PfEBA-175 RII binding depends on glycans in exon 3. (A) Anti-PfEBA-175 RII Western blots after pulldown with rGpA wild type, mutant rGpAs, and rGpA exon 3Δ. The panels are three independent pulldowns, demonstrating experimental reproducibility. PfEBA-175 RII binds to rGpA (lane 1), and neuraminidase (NA) treatment of rGpA abolishes binding (lane 2). The single mutations S66A (lane 3), S69A (lane 4), and T72A (lane 5) have various effects on binding. The triple mutation S66A/S69A/T72A (lane 6) completely abolishes binding. rGpA exon 3Δ (lane 7) is unable to significantly bind PfEBA-175 RII, indicating that residues 23 to 49 of GpA are unable to support efficient binding. (B) Band intensities were quantified by densitometry and plotted as means ± SEM. Significance compared to result for GpA was determined by a one-way ANOVA. Asterisks denote P < 0.001 (***), P < 0.01 (**), and P < 0.05 (*).

FIG 5

Recombinant GpA is fully functional and can compete with endogenous GpA on erythrocytes to inhibit parasite invasion.

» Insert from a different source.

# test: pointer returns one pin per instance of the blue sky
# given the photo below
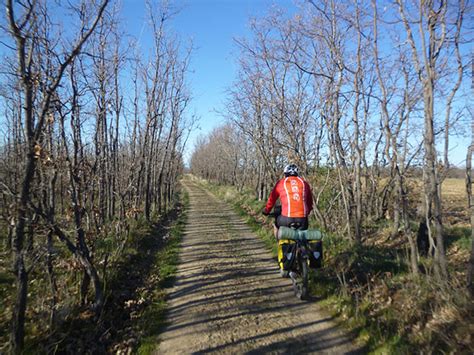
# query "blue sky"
(211, 25)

Purified rGpA or Fc was serially diluted and tested for its ability to inhibit parasite growth. Representative inhibition curves are shown for the 3D7 (A), Dd2 (B), or FVO/FCR1 (C) strain. Growth inhibition by rGpA was determined by microscopy analysis of parasitemia, and the results are expressed as growth normalized to that of untreated control wells (0 µM).

FIG 6

rGpA triple mutant and rGpA exon 3Δ fail to inhibit parasite invasion of 3D7, Dd2, or FVO/FCR1. rGpA, rGpA triple mutant, or rGpA exon 3Δ was purified and used at 30 µM in a growth inhibition assay with the 3D7 (A), Dd2 (B), FVO/FCR1 (C), or HB3 (D) strain. Fc was included in the experiment as a control. HB3 showed no inhibition by rGpA, since this strain invades through sialic-acid-independent pathways that do not rely on PfEBA-175. Parasitemia at the end was analyzed by microscopy, and growth was normalized to that of untreated control wells (0 µM). Data shown are means ± SEM from three independent experiments, each done in triplicate. Asterisks denote P < 0.001 (***) and P < 0.01 (**), and “n.s.” denotes not significant.